Therewith she returned to her books and the studies she had taken up so late in life. Possibly she is living still at eighty-two.
During these eight years, Lucy's health, after some fluctuations, had decidedly improved; and when her husband was preparing to return in the autumn of 1907 for his final round-up of the Happy Valley Concession, she insisted on accompanying him. It would be for less than two years; Maud was coming too; and the children would be most of their time at school. Rather with misgivings Roger agreed. Provided she kept her health, it would indeed be a delightful conclusion to the great adventure of their lives. They would revel for the last time in the beauty of Iraku and the Happy Valley, their Crowned cranes and pea-fowl, their tame gazelles and duikers, their quaint menagerie of monkeys; their wonderful flower garden--Iraku grew everything: orchids and mignonette, roses and lilies, petunias and pelargoniums, _Strelitsia reginae_ and _Disa uniflora_.... He would wind up his financial connexion with the Concession and retire from it a rich man, perhaps retaining a sleeping partnership in its concerns: for it was entangled with his heart-strings.

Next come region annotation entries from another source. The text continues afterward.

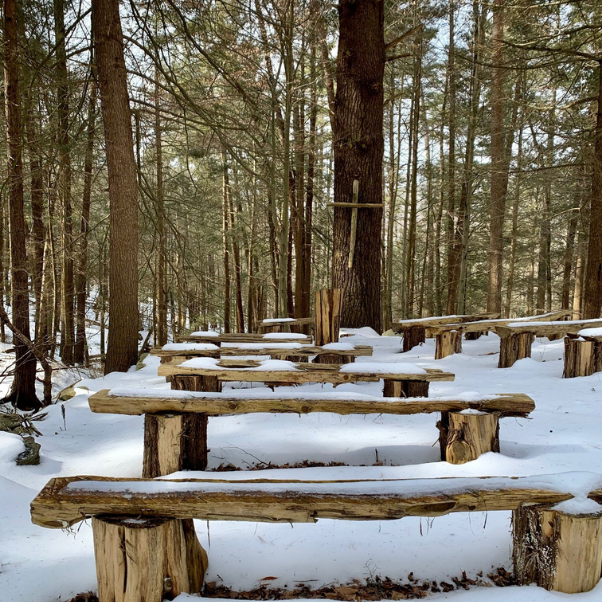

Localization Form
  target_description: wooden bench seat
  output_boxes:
[88,389,535,477]
[259,318,314,332]
[150,342,372,364]
[177,332,312,347]
[428,310,572,360]
[496,319,602,368]
[391,314,499,352]
[158,358,454,397]
[31,473,602,602]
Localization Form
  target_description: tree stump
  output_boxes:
[402,326,426,352]
[171,374,222,393]
[383,378,429,397]
[437,412,500,464]
[512,506,602,594]
[142,413,208,479]
[498,332,535,368]
[562,337,599,378]
[92,516,208,602]
[314,288,343,346]
[435,330,462,360]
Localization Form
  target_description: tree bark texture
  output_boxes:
[92,0,138,374]
[4,0,41,410]
[332,0,385,333]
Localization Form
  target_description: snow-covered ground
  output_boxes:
[0,335,602,602]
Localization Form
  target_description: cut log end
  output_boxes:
[437,412,500,464]
[92,516,208,602]
[512,506,602,594]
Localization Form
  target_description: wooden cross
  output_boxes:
[328,180,384,268]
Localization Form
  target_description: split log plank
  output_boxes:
[31,476,602,529]
[88,389,535,417]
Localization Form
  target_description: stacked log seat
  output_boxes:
[562,328,602,378]
[31,473,602,602]
[427,310,572,360]
[496,319,602,368]
[89,389,535,477]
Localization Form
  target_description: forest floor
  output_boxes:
[0,330,602,602]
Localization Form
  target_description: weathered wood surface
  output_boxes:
[495,319,602,338]
[176,332,312,346]
[31,476,602,529]
[562,337,602,378]
[437,411,500,464]
[151,345,372,358]
[259,318,314,332]
[142,412,208,479]
[314,288,343,346]
[92,516,208,602]
[391,313,499,332]
[158,362,455,385]
[512,506,602,594]
[435,330,462,360]
[498,332,535,368]
[88,389,535,414]
[428,309,573,335]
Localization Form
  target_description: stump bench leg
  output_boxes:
[498,332,535,368]
[437,412,500,464]
[562,337,596,378]
[142,413,208,479]
[512,506,602,594]
[435,330,462,360]
[402,326,426,352]
[92,516,208,602]
[383,378,429,397]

Then, all clear for Europe, after a cycle of Cathay. They would motor from Iraku to the nearest railway station on one or other of the lines that now penetrated the interior, secure the best cabins on the luxurious steamers of the D.O.A. line, and thus retrace the route of their first voyage, when love was incipient, but when their future seemed dark and uncertain. They would be lovers again on this voyage, but this time open and unashamed, and Maud should pretend to play the part of a green-eyed Mrs. Bazzard.

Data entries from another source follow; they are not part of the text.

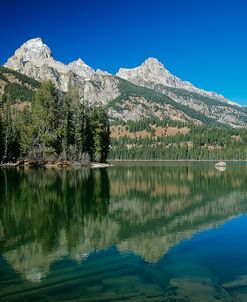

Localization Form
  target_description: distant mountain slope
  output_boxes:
[0,66,40,103]
[5,38,247,127]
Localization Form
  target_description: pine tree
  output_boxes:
[0,107,4,161]
[32,81,62,159]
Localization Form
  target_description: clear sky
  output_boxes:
[0,0,247,105]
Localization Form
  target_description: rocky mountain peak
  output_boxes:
[142,57,165,69]
[68,58,94,80]
[15,38,52,62]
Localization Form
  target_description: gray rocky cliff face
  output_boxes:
[4,38,119,104]
[116,58,239,105]
[4,38,247,127]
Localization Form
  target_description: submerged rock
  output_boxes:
[168,277,232,302]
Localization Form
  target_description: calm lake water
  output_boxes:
[0,163,247,302]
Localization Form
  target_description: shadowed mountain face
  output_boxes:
[0,164,247,282]
[3,38,247,127]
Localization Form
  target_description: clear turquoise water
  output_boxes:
[0,163,247,302]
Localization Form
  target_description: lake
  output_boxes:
[0,162,247,302]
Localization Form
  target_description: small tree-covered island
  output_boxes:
[0,80,110,165]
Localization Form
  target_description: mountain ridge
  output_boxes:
[4,38,247,127]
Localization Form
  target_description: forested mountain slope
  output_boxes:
[0,38,247,159]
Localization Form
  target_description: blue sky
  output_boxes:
[0,0,247,105]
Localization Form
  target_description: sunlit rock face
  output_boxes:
[116,58,236,105]
[4,38,247,127]
[4,38,119,104]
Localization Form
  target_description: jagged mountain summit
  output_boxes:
[4,38,247,127]
[116,58,238,105]
[4,38,118,103]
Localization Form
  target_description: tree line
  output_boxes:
[109,119,247,160]
[0,81,110,162]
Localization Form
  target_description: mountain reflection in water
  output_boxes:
[0,164,247,301]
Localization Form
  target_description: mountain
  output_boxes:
[0,38,247,159]
[4,38,119,104]
[0,66,40,103]
[4,38,247,127]
[116,58,237,105]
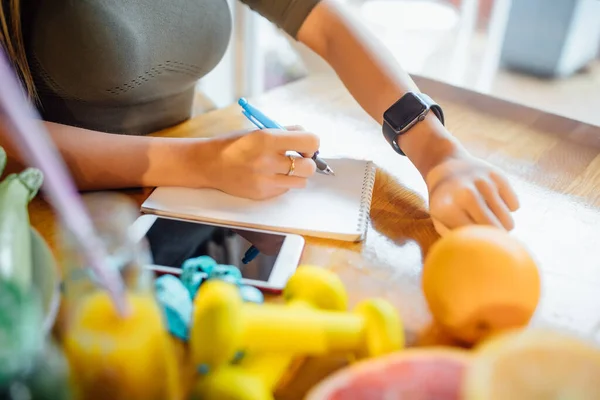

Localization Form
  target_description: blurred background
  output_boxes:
[198,0,600,126]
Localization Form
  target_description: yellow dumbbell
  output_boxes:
[190,266,404,400]
[190,266,404,369]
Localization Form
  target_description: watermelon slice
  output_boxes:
[306,347,471,400]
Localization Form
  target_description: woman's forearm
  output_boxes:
[298,0,460,176]
[0,122,208,190]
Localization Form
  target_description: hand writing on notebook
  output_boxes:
[204,128,319,200]
[426,154,519,234]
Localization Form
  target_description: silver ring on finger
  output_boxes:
[287,156,296,176]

The first portion of this pleasant programme was fulfilled. For a year Roger rode from factory to mine, from coffee plantation to the fields and sheds where pineapples were grown, cut, and canned. He made good suggestions about their cattle, about war, unceasing war on the tse-tse fly, which--it was feared--was entering the Valley. He viewed with satisfaction his success over the crossing of Maskat donkey and Basuto pony mares with zebra stallions, and considered it proved that the resulting mules might become a valuable factor in East African transport. He inspected the new ostrich farms, the new smelting works and the primitive ceramics where native women turned out excellent pottery for home use. He decided that further explorations for gold should be undertaken in Ilamba, and that a fresh reef should be opened up in western Iraku. They would waste no more money looking for the matrix of the diamonds--diamonds might go hang, there were plenty of them in German South-West Africa.
But this wolframite with its product tungsten: _that_ was worth following up with persistence. It was more and more needed for the application of electricity and for the latest developments of metallurgy, and would alone make the Concession of great monetary value.